Cataract & Refractive Surgery Today
The Bitoric and Cross-Cylinder Alternative
Arturo Chayet, MD, of Chula Vista, California, and Paolo Vinciguerra, MD, of Milan, Italy, pioneered the techniques of bitoric and cross-cylinder ablations.3-5 Both techniques divide the pre-existing astigmatism into hyperopic and myopic components. The key difference is that the cross-cylinder technique divides the preoperative cylinder into equal myopic and hyperopic components and treats the spherical equivalent of the preoperative refraction. Dr. Chayet and his colleagues introduced the bitoric LASIK ablation profile in order to correct mixed and simple myopic astigmatism by dividing the preoperative astigmatism into unequal ratios of myopic and hyperopic cylinder. Theoretically, this technique avoids causing a hyperopic shift in the spherical component of the refraction.
It is not surprising that both techniques were originally developed and patented6,7 by Nidek Co., Ltd., (Gamagori, Japan) for its EC-5000 excimer laser platform, because the circular ablation profile of the standard Nidek myopic cylinder ablation demonstrates greater hyperopic spherical coupling than other modern excimer laser platforms performing unimeridional (oval) ablation profiles. With the possible adoption of both of these ablation algorithms to the EC-5000, Nidek will be able to provide refractive surgeons with a detailed, cognitive, preoperative approach and one of the broadest astigmatic treatment ranges of any excimer laser platform currently available.
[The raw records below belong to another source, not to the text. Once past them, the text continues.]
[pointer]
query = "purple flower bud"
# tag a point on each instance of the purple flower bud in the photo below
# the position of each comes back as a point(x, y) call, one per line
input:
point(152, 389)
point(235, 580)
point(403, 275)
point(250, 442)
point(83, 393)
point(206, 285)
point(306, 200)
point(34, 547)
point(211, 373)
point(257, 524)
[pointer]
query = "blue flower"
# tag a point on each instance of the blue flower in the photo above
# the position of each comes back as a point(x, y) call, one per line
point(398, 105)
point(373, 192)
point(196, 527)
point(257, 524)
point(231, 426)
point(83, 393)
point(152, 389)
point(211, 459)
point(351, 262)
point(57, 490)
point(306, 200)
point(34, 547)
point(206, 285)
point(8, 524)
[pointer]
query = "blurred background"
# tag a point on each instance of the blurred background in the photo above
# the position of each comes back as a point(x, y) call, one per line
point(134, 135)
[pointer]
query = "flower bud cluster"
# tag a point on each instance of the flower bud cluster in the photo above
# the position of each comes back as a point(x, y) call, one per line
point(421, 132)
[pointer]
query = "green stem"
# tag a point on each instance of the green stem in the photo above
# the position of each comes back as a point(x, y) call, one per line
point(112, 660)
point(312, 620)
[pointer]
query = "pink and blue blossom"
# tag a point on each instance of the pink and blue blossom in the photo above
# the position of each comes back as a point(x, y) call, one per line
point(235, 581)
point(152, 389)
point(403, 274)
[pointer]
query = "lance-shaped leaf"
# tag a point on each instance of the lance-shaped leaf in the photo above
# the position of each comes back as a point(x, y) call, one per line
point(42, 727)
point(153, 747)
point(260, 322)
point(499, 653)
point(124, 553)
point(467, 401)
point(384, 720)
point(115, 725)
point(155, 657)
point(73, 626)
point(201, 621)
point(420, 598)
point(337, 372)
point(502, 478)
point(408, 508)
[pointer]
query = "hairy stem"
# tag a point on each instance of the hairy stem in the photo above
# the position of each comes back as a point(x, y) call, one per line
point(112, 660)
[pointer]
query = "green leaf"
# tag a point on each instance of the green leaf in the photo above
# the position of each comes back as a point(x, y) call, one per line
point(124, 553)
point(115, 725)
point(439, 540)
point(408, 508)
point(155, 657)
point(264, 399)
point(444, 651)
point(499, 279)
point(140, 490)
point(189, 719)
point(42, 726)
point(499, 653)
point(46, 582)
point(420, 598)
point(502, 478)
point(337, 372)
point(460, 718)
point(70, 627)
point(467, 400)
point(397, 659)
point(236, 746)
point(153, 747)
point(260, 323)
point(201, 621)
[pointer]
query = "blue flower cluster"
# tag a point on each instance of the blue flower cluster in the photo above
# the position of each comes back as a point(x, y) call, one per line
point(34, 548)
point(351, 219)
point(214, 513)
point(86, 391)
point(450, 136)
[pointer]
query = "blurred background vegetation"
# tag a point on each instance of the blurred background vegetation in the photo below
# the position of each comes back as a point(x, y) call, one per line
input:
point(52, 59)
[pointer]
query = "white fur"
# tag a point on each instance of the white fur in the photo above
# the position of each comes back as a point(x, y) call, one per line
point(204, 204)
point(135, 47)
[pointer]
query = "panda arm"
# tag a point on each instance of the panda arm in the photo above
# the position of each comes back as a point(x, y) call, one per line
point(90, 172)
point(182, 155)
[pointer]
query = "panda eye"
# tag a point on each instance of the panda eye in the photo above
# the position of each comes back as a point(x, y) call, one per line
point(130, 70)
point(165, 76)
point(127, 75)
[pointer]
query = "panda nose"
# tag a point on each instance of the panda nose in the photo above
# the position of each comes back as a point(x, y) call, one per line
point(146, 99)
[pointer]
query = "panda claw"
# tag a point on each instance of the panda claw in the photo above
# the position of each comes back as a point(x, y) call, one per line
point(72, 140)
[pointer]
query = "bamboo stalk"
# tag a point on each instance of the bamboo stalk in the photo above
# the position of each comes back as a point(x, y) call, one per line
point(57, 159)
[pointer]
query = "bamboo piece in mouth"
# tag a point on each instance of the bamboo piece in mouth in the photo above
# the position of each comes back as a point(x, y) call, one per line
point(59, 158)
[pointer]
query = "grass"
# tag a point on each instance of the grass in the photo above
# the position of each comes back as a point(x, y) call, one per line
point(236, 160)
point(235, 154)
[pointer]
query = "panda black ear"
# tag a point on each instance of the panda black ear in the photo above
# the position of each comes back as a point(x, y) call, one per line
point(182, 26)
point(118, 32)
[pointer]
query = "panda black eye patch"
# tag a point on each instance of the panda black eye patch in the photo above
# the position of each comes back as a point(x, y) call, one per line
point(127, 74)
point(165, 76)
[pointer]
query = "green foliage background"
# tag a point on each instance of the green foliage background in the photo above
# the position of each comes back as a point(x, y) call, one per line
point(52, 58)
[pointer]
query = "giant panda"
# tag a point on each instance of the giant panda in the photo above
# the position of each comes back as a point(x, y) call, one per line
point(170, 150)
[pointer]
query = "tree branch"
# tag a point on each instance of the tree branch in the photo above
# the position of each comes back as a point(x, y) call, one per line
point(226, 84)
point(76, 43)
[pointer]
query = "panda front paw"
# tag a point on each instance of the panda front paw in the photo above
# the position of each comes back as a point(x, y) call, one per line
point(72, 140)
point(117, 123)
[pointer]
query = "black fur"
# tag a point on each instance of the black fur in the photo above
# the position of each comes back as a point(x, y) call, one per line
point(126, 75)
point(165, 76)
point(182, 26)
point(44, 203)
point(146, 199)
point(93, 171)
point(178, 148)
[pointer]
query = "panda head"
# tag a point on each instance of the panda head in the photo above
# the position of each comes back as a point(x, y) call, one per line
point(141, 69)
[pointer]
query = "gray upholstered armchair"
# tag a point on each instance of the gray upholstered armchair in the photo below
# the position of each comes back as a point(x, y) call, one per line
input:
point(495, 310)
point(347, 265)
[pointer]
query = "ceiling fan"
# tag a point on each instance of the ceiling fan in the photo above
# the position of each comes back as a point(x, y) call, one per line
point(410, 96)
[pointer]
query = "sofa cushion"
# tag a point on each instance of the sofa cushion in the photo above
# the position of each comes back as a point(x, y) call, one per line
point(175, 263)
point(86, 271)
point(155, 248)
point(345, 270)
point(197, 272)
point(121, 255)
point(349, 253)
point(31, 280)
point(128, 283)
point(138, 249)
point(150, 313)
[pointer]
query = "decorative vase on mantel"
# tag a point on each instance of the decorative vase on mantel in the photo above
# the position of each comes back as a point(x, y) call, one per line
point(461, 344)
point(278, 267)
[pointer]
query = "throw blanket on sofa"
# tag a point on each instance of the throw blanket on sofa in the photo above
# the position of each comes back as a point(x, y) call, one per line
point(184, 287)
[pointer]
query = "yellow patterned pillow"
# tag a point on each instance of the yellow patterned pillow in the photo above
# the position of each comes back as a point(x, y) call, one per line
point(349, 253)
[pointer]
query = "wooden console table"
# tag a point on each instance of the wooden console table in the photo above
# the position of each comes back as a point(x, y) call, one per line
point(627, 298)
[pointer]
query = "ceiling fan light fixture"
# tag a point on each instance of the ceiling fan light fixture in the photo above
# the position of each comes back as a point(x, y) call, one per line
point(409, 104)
The primary goal of the bitoric and cross-cylinder techniques is to create a more stable, predictable optical result with fewer of the side effects commonly associated with unimeridional myopic cylinder treatments (Figure 1). One of the best times to use these alternate approaches to astigmatism treatment is when correcting mixed astigmatism induced by prior refractive procedures. During the preoperative surgical planning, it is important to note that these techniques differ in regard to the location and quantity of corneal tissue ablated. My personal clinical experience is that a cross-cylinder ablation provides the highest quality mesopic/scotopic vision in high astigmatic corrections. The cross-cylinder (50/50 astigmatic split) ablation treats the spherical equivalent of the manifest refraction with the cylinder of the same sign. I generally treat the myopic component first. For example:
Preoperative manifest refraction: -1.0 -5.0 X 180
First treatment: -3.50 -2.50 X 180
Second treatment: plano +2.50 X 90
As a general rule, I will make my standard personalized-nomogram adjustments to each component of the treatment.
The cross-cylinder ablation picks up where the unimeridional, compound/myopic astigmatic ablation falters. The other key benefit of the cross-cylinder ablation is manifest in the form of less regression/greater stability of the treatment effect with higher-magnitude cylinder corrections. Cross-cylinder ablations are also tremendously useful when treating mixed astigmatism. For example:
Preoperative manifest refraction: +4.0 -6.0 X 180
First treatment: plano -3.0 X 180
Second treatment: +1.0 + 3.0 X 90 (spherical equivalent added to cylinder of same sign)
The main caveat in using the cross-cylinder ablation approach is that it consumes more total tissue than the unimeridional treatment.